The survey concludes: "Nevertheless, a rather common feature of non-performing loans appears to be that a payment is `more than 90 days' past due."

Expanding on the rationale behind a time limit on bad loans, the survey report continues, "Most of today's classification regulations were enacted in the past 10 years, reflecting a growing awareness among banking supervisors of the importance of a classification system as the foundation for proper loan provisioning... Taken as a whole, these recent developments signal a growing awareness of the need to upgrade such regulations, in line with international best practices, in order to reduce the likelihood that inadequate loan classifications and provisioning may result in bank failures."

Ninety-day norm

In preparation for the implementation of the 90-day norm, Indian banks have already been directed to shift, since April 2002, to a system of charging of interest on a monthly basis instead of the current practice of charging interest on quarterly basis.
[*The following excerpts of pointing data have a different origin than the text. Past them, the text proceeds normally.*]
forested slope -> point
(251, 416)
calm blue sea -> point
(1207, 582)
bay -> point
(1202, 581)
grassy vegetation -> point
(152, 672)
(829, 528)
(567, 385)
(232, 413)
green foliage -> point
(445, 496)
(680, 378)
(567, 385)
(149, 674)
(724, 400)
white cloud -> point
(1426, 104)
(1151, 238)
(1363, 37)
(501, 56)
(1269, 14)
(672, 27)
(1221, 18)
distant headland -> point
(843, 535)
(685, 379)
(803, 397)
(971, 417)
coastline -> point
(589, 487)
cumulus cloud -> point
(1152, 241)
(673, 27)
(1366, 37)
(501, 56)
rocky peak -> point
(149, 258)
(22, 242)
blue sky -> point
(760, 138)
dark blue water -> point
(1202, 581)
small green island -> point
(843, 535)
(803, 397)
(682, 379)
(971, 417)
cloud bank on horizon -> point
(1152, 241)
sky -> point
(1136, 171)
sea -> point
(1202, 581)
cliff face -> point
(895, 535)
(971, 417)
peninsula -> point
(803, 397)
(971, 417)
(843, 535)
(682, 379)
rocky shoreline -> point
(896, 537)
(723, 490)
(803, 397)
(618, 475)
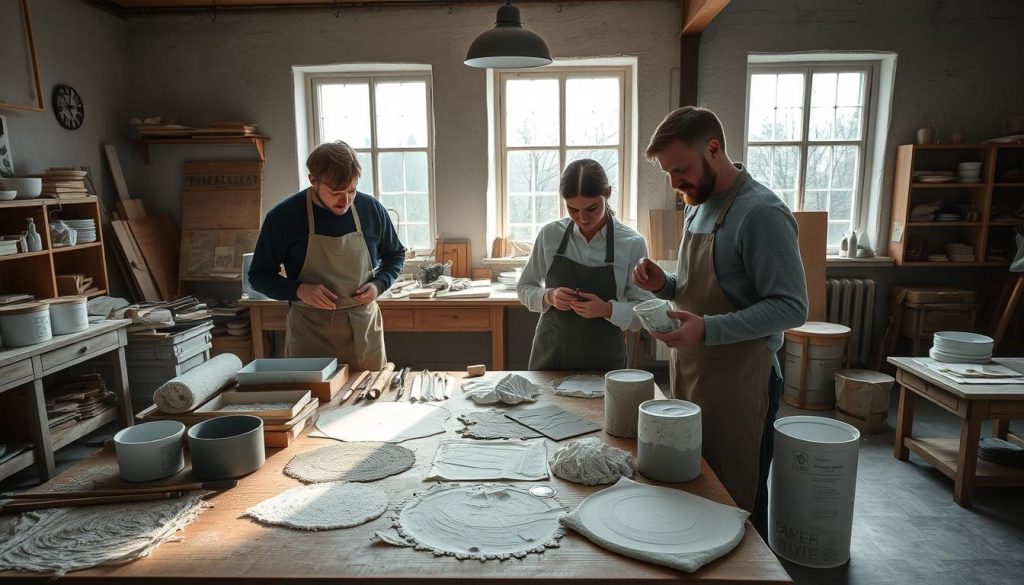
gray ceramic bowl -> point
(226, 447)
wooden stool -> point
(862, 399)
(814, 334)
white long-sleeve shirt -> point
(630, 248)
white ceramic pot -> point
(25, 324)
(29, 187)
(69, 315)
(150, 451)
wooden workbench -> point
(23, 369)
(431, 315)
(223, 546)
(957, 458)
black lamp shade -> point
(508, 45)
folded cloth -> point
(185, 392)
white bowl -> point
(30, 187)
(150, 451)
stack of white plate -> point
(962, 347)
(508, 280)
(85, 228)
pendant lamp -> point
(508, 45)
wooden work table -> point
(224, 546)
(957, 458)
(430, 315)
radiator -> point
(851, 302)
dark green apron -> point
(563, 339)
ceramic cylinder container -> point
(25, 324)
(69, 315)
(226, 447)
(150, 451)
(669, 437)
(625, 390)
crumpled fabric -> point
(512, 389)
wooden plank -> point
(131, 208)
(813, 248)
(136, 262)
(119, 177)
(160, 252)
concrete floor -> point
(906, 529)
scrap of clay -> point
(512, 389)
(591, 461)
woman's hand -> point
(591, 306)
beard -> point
(705, 186)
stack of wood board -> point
(221, 210)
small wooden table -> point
(430, 315)
(222, 545)
(973, 404)
(24, 368)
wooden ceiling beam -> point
(698, 13)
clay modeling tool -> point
(414, 393)
(354, 385)
(382, 379)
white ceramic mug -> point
(654, 316)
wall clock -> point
(68, 107)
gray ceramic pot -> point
(226, 447)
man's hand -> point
(366, 293)
(648, 276)
(591, 306)
(689, 332)
(316, 295)
(561, 298)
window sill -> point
(873, 261)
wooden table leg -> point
(121, 391)
(499, 356)
(1000, 428)
(40, 430)
(967, 458)
(259, 337)
(904, 423)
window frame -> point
(316, 80)
(626, 200)
(863, 195)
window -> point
(387, 119)
(808, 137)
(546, 120)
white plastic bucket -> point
(812, 485)
(247, 260)
(669, 440)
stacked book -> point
(64, 181)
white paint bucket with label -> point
(669, 441)
(625, 390)
(812, 485)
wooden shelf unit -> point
(257, 140)
(994, 193)
(35, 273)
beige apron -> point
(729, 382)
(353, 333)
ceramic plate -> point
(658, 519)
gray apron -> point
(727, 381)
(564, 340)
(353, 333)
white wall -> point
(238, 67)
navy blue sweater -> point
(283, 241)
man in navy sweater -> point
(340, 251)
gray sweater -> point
(757, 261)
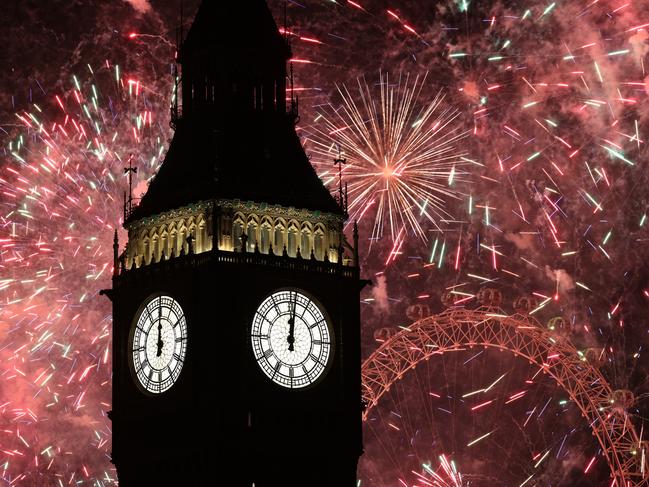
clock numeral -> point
(277, 366)
(315, 359)
(315, 324)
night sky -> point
(544, 194)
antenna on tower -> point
(128, 203)
(294, 111)
(294, 100)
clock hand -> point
(160, 343)
(291, 327)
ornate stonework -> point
(239, 226)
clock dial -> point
(291, 339)
(159, 344)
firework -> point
(402, 155)
(62, 180)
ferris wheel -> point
(547, 349)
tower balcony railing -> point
(345, 268)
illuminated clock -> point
(158, 344)
(291, 339)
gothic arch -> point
(522, 335)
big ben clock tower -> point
(236, 339)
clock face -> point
(159, 344)
(291, 339)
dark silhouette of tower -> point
(236, 340)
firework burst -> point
(402, 154)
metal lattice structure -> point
(455, 329)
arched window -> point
(182, 240)
(280, 230)
(164, 246)
(265, 238)
(155, 248)
(252, 235)
(201, 238)
(192, 232)
(146, 251)
(173, 243)
(305, 242)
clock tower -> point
(236, 328)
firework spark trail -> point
(556, 96)
(403, 154)
(61, 182)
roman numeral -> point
(277, 366)
(316, 324)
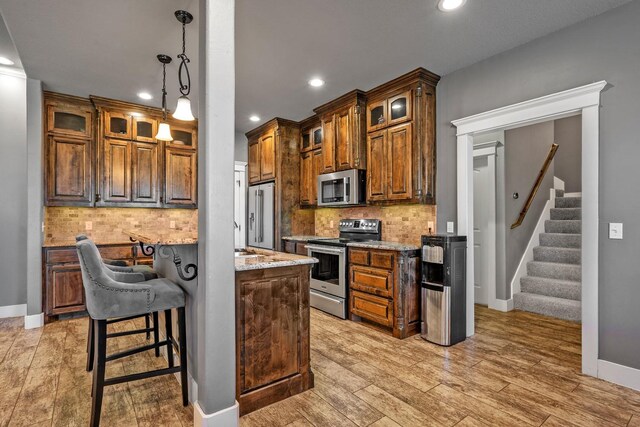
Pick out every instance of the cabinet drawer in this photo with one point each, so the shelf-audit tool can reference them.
(358, 256)
(371, 307)
(382, 260)
(372, 280)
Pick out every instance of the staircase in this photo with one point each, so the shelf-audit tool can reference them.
(552, 286)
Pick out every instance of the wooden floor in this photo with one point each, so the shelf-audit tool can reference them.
(519, 369)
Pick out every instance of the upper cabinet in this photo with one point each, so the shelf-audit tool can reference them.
(68, 147)
(401, 139)
(343, 132)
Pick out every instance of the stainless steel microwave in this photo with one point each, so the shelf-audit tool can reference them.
(344, 188)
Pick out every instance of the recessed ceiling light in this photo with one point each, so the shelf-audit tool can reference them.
(316, 82)
(449, 5)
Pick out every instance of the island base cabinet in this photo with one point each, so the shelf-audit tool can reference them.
(272, 335)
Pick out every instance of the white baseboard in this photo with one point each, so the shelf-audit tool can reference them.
(228, 417)
(34, 321)
(502, 305)
(18, 310)
(619, 374)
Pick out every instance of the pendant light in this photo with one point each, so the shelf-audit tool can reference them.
(164, 131)
(183, 109)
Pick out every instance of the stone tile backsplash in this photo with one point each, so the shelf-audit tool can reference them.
(62, 224)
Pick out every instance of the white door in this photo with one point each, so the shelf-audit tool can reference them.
(481, 218)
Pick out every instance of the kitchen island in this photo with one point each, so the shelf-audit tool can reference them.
(272, 327)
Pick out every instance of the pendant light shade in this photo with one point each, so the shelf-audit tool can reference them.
(164, 132)
(183, 109)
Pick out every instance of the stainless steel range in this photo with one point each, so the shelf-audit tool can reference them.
(329, 277)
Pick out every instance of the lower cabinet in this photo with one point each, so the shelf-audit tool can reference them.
(385, 290)
(62, 277)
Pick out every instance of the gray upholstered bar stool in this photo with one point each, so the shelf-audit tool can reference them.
(108, 297)
(121, 267)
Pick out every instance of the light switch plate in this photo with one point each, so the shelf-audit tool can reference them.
(615, 230)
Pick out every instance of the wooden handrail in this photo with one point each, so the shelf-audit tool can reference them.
(536, 186)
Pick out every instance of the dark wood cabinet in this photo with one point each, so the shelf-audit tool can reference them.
(180, 174)
(385, 289)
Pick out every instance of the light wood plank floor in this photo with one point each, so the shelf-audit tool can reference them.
(519, 369)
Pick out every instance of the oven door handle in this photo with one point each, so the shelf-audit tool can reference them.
(324, 249)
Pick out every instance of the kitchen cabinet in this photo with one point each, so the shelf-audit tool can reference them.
(385, 289)
(343, 132)
(68, 150)
(401, 140)
(62, 277)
Interest has to be calculated on a monthly basis under the new system because borrowers are required to pay the interest for every month before the 10th day of the subsequent month or, in any case, before the next payment of interest is due. Failure to service interest every month will attract penal interest besides recall of the loan after three months.

There has been a general fear among the bankers that their NPA levels will shoot up significantly once the 90-day norm is implemented.

According to estimates, net NPA levels are likely to go up by 10 per cent in the next year. In some banks it could be higher. This is an obvious down side to the reform. Mindful of this, the RBI had directed the banks to set aside separate provisions for the change over to the 90-day norm from March 2002.

A more fundamental question that may arise in this context is "why impose international norms like this on an economy like India which is mostly unorganised, where even billing, the most basic requirement of commerce, remains largely optional?"

Prolonged delay in receivables has been a perennial complaint of the unorganised sector, particularly the small scale units. The critics might point to the experience of the Value added tax which everyone agrees is progressive but no one is prepared to implement.

The bankers too are likely to be, by and large, resentful of the change as it will undoubtedly entail an enormous amount of additional work; that too, at a time when most banks are managing with a depleted staff strength following the VRS option given to the banks.

These fears and drawbacks may be more than off set by the up side to the proposed change. Introduction of the 90-day norm is part of the ongoing banking reforms aimed at ushering in an efficient, business and customer friendly banking system which can conform to international standards.

Only an efficient and globally competitive banking system can offer timely and adequate credit at reasonable price to all classes of borrowers. Any banking reform has to be seen in this light.

The 90-day norm will make the banks follow up on every loan from the very first month after disbursement.

This can greatly help the banks to detect signs of sickness in time and start the recovery process before the default swells up or the assets financed by the loans deteriorate in value.

Seen from the borrowers angle, the new norm can impart them a much needed credit discipline to manage their finances properly.

It will curb the tendency among borrowers to keep postponing repayment of bank dues as the interest rates are below the bazaar rates. It is the experience of bankers that this mistaken notion has landed many a borrower in deep trouble.

Eventually the new norm can lead to a comfortable 90-day cycle of payment in the organised sector, which can meet the needs of liquidity and business growth in a competitive economy.

Banks have a key role to play here in educating the various sections of the borrowers on the banking reforms, in general, and the 90-day norm in particular. This can lead to a healthy banker-borrower relation.